Health authorities around the globe are moving toward structured data submissions. The progression of the Identification of Medicinal Products (IDMP) standard is a great example of key product information that can be used throughout the product lifecycle. IDMP has motivated regulatory teams to start looking at where their data is stored, how it can be accessed, what formats it is in, and who owns it.

The Challenge

Critical regulatory submission documents like the Summary of Product Characteristics (SmPC) and the Package Insert (PI) possess large amounts of important product data but it is stored within the unstructured format of standard documents. This makes it difficult to access and even more difficult to use broadly, across the organization.

Adding complexity, product lifecycle data is dynamic. It changes regularly as a product moves through development and commercialization. Submission documents are updated with new data and new data elements. This data could be used to inform processes and support emerging data submission standards like IDMP if the data can be extracted and made more easily accessible.

Manually identifying these critical data elements within R&D documents is extremely time consuming. It also requires a knowledgeable resource who can review the content and discern where the data is located while understanding the context in which it is used. This situation creates a circular challenge. A knowledgeable resource is needed to accomplish this task but any knowledgeable resource on the team is going to be working on higher priority, and frankly, more compelling tasks.

This type of content review is tedious, time consuming, and error prone. When an experienced resource is employed for this task, it is also expensive.

A New Approach

This scenario is begging for a technology solution that frees knowledge workers to do more valuable work while also creating the additional value of making Regulatory data more readily available and accessible across the organization.

Emerging technologies such as artificial intelligence (AI) and machine learning (ML) can be applied to this business case to process unstructured content and identify key data elements. Technology offers speed, greater capacity, and potentially better quality of data. But AI alone is not the answer. Artificial intelligence that has Regulatory domain knowledge built into the technology is a much more compelling and viable solution. Translating Regulatory expertise into rules and automated processes substantially increases the data quality. It is a complex effort that yields a significant pay off.
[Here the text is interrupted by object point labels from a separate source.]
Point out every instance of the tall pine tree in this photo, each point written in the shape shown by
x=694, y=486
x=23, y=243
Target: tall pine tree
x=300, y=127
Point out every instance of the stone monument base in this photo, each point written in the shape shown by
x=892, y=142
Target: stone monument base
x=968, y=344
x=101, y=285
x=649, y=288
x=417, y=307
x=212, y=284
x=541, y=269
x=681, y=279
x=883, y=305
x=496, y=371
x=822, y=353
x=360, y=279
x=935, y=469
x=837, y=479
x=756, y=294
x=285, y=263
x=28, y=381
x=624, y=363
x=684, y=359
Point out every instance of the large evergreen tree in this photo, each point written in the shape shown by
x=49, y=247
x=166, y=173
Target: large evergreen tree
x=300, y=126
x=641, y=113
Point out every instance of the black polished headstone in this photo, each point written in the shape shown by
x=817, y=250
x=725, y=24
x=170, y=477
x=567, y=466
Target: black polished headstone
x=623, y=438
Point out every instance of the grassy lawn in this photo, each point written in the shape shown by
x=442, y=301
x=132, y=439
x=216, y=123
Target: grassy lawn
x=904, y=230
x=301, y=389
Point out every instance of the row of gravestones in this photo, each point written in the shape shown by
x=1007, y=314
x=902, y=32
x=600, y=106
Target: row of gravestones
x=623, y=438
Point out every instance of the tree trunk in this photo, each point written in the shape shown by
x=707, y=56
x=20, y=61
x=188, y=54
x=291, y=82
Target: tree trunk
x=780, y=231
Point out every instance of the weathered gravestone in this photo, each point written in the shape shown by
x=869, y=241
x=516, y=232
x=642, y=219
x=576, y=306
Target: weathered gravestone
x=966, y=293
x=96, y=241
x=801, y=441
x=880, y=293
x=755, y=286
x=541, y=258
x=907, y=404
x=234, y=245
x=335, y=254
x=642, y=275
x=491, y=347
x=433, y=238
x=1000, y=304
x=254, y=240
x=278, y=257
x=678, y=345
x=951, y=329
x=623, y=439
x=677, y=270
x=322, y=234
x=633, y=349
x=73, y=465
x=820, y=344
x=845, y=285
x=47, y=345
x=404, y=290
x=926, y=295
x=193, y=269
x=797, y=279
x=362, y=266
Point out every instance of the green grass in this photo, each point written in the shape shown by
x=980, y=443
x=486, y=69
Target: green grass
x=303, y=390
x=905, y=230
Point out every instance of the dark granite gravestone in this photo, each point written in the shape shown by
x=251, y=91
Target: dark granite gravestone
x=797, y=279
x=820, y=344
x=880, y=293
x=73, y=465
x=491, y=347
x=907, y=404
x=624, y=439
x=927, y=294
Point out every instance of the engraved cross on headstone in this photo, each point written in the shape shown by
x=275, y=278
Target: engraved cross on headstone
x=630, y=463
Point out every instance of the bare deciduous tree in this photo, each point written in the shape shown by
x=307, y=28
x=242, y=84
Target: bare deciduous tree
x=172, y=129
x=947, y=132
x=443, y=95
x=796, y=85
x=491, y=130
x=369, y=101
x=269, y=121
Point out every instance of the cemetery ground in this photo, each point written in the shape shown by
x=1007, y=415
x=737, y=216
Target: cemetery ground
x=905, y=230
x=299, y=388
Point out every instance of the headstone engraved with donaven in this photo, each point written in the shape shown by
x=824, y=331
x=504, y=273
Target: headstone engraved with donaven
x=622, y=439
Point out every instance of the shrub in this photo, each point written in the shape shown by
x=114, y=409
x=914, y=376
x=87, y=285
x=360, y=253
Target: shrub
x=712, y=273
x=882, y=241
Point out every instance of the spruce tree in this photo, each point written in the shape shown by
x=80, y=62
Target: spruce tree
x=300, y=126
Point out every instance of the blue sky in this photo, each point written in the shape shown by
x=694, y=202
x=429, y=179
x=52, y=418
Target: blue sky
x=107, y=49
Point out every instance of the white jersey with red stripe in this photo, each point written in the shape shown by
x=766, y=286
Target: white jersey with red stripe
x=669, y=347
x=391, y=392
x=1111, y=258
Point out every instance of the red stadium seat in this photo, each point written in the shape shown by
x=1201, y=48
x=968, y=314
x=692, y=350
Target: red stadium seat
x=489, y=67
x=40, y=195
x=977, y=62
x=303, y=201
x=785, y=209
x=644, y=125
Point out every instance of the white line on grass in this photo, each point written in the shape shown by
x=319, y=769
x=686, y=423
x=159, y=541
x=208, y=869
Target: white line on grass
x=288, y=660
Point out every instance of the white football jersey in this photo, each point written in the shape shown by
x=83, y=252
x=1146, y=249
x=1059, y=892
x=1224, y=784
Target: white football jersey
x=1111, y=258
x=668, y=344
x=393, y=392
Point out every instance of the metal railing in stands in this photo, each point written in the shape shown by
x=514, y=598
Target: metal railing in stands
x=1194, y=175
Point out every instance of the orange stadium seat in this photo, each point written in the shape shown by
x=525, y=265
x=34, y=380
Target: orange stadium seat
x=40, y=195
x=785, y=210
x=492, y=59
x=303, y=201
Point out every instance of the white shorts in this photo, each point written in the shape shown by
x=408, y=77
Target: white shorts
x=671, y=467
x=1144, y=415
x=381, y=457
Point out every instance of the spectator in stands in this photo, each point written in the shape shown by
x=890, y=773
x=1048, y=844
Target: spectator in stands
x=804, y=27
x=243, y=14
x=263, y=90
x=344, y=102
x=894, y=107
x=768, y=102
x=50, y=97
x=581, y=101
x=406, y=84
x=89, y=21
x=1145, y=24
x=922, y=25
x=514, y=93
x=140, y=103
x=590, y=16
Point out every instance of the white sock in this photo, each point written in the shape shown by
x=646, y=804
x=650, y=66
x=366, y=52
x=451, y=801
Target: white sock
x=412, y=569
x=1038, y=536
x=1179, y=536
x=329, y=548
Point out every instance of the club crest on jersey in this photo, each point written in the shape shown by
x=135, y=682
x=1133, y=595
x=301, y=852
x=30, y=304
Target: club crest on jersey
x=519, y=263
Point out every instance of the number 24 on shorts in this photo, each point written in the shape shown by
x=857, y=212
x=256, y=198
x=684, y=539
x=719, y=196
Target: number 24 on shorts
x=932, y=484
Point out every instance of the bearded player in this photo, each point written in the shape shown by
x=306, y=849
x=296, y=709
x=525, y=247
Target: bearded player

AI technologies that are trained on Regulatory content and informed by Regulatory expertise deliver the highest quality data. When data is accurate, reliable, and accessible, it can be used in more meaningful ways. Broader views of products, therapeutic areas, and portfolios can support decision-making. The newly available information can begin to inform operations across R&D and commercialization practices.

Making Regulatory data more accessible will transform the way Life Sciences teams do business. A comprehensive approach that infuses domain expertise into emerging technologies offers new opportunities for efficiency and compliance. These opportunities are necessary for Life Sciences companies to utilize to truly step into the future of regulatory affairs.